Playwright Lynda Radley gamely attempts to address the question in Futureproof, a play that did well at the Edinburgh fringe some years ago, and is now at the Everyman in Cork before it opens on Tuesday at Project in Dublin. It’s a co-production between both houses and the Cork Midsummer Festival.
Radley’s premise is to wonder if survival of the self in society can only be achieved by becoming a chameleon: blending in with the background so as to be unremarkable in the herd. It’s a kind of salvation, but it comes with a heavy price.
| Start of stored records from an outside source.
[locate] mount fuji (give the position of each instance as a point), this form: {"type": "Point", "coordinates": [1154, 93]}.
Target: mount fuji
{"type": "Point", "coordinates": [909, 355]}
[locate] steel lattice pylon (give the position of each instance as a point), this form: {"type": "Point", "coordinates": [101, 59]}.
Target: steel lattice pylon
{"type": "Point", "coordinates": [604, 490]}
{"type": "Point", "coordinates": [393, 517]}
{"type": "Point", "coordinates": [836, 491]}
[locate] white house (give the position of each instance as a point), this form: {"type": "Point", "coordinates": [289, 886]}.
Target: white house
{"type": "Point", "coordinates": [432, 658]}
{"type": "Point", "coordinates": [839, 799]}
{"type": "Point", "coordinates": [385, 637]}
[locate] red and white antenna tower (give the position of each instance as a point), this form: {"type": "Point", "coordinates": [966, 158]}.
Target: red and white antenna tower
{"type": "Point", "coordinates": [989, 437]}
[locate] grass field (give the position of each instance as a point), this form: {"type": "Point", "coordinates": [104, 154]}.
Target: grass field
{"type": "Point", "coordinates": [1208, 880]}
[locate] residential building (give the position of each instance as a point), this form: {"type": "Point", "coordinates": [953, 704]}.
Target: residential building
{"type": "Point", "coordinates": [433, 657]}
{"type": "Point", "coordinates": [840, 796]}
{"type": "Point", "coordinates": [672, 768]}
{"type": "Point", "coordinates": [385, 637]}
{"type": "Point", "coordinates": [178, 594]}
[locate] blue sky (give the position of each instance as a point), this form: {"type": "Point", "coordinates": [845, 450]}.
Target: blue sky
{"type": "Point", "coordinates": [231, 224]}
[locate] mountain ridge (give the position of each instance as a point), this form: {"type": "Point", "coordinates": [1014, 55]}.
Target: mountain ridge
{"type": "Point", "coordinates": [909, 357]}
Would defiance by continuing to look for support in the world of Outsider Oddities have been preferable?
Riley runs a travelling freak show, something which was wildly popular until the turn of the 20th century. But in the 21st century, the public’s appetite has faded for watching the World’s Fattest Man; two pretty Siamese twins joined at the hip; a hermaphrodite who obligingly dresses one side as female, the other as male; an armless Bearded Lady; and a mute woman with deformed legs who disguises them in performance as a mermaid.
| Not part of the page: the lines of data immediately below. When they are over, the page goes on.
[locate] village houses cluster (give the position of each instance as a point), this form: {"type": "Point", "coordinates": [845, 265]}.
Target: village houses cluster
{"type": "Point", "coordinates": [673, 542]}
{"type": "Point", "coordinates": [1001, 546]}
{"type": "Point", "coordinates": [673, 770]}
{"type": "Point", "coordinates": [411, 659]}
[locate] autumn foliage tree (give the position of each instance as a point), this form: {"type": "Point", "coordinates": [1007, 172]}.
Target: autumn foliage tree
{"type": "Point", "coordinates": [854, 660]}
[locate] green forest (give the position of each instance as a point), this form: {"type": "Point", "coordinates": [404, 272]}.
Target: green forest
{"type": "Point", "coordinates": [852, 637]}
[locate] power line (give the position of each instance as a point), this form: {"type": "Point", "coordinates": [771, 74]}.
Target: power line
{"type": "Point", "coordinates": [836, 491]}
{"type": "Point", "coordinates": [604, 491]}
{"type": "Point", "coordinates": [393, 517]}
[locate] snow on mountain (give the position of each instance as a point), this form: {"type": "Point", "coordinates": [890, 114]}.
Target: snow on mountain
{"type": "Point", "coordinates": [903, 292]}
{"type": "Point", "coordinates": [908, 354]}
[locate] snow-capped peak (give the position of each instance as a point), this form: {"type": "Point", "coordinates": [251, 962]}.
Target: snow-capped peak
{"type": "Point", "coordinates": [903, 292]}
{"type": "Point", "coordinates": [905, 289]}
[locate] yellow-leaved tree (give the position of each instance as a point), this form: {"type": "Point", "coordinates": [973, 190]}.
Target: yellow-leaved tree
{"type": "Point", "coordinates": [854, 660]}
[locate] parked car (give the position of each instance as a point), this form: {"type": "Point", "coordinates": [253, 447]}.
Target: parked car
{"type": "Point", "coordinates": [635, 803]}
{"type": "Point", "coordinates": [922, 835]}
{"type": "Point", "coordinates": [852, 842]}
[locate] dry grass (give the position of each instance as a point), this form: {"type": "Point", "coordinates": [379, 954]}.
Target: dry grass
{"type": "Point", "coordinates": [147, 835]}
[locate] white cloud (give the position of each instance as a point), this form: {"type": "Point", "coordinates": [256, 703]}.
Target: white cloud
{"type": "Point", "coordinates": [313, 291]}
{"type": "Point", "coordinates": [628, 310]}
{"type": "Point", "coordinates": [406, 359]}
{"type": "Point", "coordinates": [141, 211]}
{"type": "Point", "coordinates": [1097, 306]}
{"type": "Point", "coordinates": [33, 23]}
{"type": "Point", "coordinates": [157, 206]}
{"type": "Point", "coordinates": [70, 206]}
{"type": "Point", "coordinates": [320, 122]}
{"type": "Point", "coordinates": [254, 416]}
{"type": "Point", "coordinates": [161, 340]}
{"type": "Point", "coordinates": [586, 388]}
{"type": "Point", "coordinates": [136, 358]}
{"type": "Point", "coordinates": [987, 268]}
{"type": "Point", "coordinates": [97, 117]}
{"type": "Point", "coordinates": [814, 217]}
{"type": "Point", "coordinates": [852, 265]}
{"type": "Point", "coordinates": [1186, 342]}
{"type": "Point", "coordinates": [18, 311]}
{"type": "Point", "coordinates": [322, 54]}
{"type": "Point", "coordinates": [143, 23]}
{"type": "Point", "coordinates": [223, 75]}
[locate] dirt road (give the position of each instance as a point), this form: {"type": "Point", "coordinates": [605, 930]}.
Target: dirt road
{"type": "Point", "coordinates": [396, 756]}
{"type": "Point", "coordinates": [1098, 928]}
His little troupe on the verge of starvation, Riley has a solution: to make profit out of necessity, by parading their “transformations” (as far as possible) into “normality”. The results are tragic, paraded cruelly and ruthlessly for our inspection.
The howl of interior pain is a pall in the air as the troupe find themselves still surrounded in their own heads by the endless pointing fingers. The pain of living is not so easily extinguished.
It’s a brave, ambitious play and one hell of a leap from The Art of Swimming, Radley’s first outing of 10 years ago at the Dublin Fringe which left me distinctly underwhelmed. But there is an imbalance in playing which even Tom Creed’s always imaginative direction can’t conceal, with Amy Conroy as George/ Georgina, Gerard Byrne as Tiny, and Gina Moxley as the bearded Countess Marketa rather leaving the rest in the shade.
And shade is a major problem: Sinead McKenna’s lighting plot is little short of disastrous for Paul O’Mahony’s at times confused set. And it would have helped if less of the dialogue was delivered upstage, as the acoustic in the Everyman doesn’t improve on renewed acquaintance.